The cause of death was not immediately known.
Cernan was the commander of Apollo 17 in December 1972 – the last lunar mission and one of the final Apollo flights. When he walked out from lunar module “Challenger” he became the 11th person to walk on the moon.
But as commander, Cernan was the last to re-enter the lunar module, thus giving him the title of being the last person to walk the moon.
Cernan had also previously served as the lunar module pilot on Apollo 10 and was a pilot on the Gemini IX mission.
On the Apollo 10 flight, Cernan and commander Tom Stafford flew to within eight miles of the surface of the moon.

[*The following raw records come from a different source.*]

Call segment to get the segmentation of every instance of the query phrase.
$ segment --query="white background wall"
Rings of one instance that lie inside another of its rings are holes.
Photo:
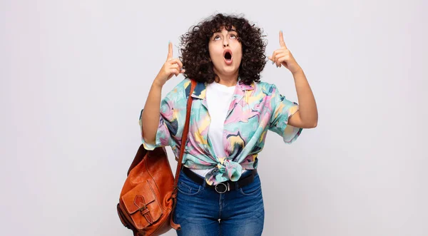
[[[268,135],[263,235],[427,235],[427,6],[0,1],[1,234],[131,235],[116,205],[150,84],[168,41],[218,11],[263,28],[267,54],[282,30],[318,106],[318,127],[294,144]],[[297,101],[284,68],[267,64],[263,80]]]

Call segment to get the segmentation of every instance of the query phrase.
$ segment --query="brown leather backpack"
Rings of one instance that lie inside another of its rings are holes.
[[[180,225],[173,221],[173,212],[189,130],[191,94],[195,86],[196,82],[192,80],[175,176],[173,175],[165,148],[147,150],[142,144],[128,170],[117,210],[122,224],[131,230],[134,236],[160,235],[171,227],[180,230]]]

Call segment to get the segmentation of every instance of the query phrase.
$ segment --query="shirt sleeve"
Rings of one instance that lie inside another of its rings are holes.
[[[271,88],[270,94],[272,113],[269,130],[281,135],[285,143],[291,143],[299,137],[302,130],[300,128],[288,125],[288,119],[299,111],[299,106],[280,94],[275,85]]]
[[[147,143],[143,138],[143,126],[142,123],[142,114],[143,110],[140,113],[140,118],[138,123],[140,125],[140,130],[141,130],[141,141],[146,150],[153,150],[156,148],[164,147],[164,146],[174,146],[175,145],[175,135],[177,134],[178,129],[178,120],[176,112],[174,112],[175,104],[173,100],[165,97],[160,102],[160,116],[159,117],[159,124],[158,125],[158,130],[156,131],[156,139],[155,145]]]

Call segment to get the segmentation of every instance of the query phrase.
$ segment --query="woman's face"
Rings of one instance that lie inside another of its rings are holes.
[[[235,76],[238,73],[243,58],[243,47],[238,40],[235,27],[228,31],[223,27],[210,39],[208,50],[214,65],[214,71],[218,76]]]

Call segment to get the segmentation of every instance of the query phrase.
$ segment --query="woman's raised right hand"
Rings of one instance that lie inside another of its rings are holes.
[[[183,63],[178,58],[173,58],[173,43],[170,42],[168,48],[168,57],[166,61],[160,68],[160,71],[156,76],[153,83],[158,86],[163,86],[165,83],[168,81],[173,75],[175,76],[180,73],[184,73],[185,71],[183,69]]]

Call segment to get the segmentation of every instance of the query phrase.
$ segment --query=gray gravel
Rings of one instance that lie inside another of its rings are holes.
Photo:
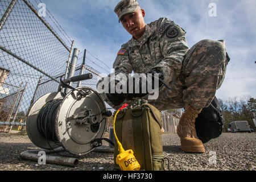
[[[162,135],[164,154],[169,159],[172,171],[255,171],[255,133],[224,133],[219,138],[205,144],[205,153],[189,154],[181,150],[177,134]],[[104,145],[108,146],[105,142]],[[113,153],[92,152],[79,157],[79,164],[77,167],[49,164],[39,165],[36,162],[22,159],[19,157],[22,152],[39,148],[26,134],[0,133],[0,171],[113,169]],[[65,152],[61,154],[69,155]]]

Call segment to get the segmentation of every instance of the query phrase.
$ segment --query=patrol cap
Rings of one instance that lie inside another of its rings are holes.
[[[118,16],[119,22],[122,16],[126,14],[134,13],[137,9],[139,3],[137,0],[122,0],[115,6],[114,11]]]

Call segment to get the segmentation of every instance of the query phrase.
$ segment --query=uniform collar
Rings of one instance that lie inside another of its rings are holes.
[[[142,35],[142,39],[141,42],[138,41],[133,36],[131,39],[129,41],[129,46],[134,47],[139,46],[141,47],[147,41],[148,38],[151,36],[154,32],[153,28],[150,27],[148,24],[146,24],[145,32]]]

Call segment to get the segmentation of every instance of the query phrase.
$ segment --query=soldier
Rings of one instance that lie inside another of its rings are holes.
[[[145,11],[137,0],[121,1],[114,12],[132,35],[117,53],[113,64],[115,73],[150,73],[163,80],[169,88],[159,82],[158,98],[148,103],[160,110],[184,107],[177,129],[181,150],[204,152],[195,122],[202,109],[210,105],[223,82],[229,61],[225,42],[203,40],[189,49],[186,32],[173,21],[161,18],[146,24]],[[116,106],[131,97],[147,100],[148,96],[142,93],[114,93],[104,97]]]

This served as a dress rehearsal for the historic Apollo 11 mission.
He also became the second American to walk in space on the Gemini IX mission in 1966.
Cernan logged a total of 566 hours and 15 minutes in space, of which 73 hours were spent on the surface of the moon, according to NASA.
Born in Chicago in 1934, Cernan received an electrical engineering degree from Purdue and a Masters of Science in aeronautical engineering from the U.S. Naval Postgraduate School. Cernan was selected in NASA’s third group of astronauts in 1963 while being a captain in the Navy.
Cernan retired from NASA and the Navy in 1976.
Cernan’s death leaves six astronauts remaining who have walked on the moon.
He leaves behind his wife and one daughter.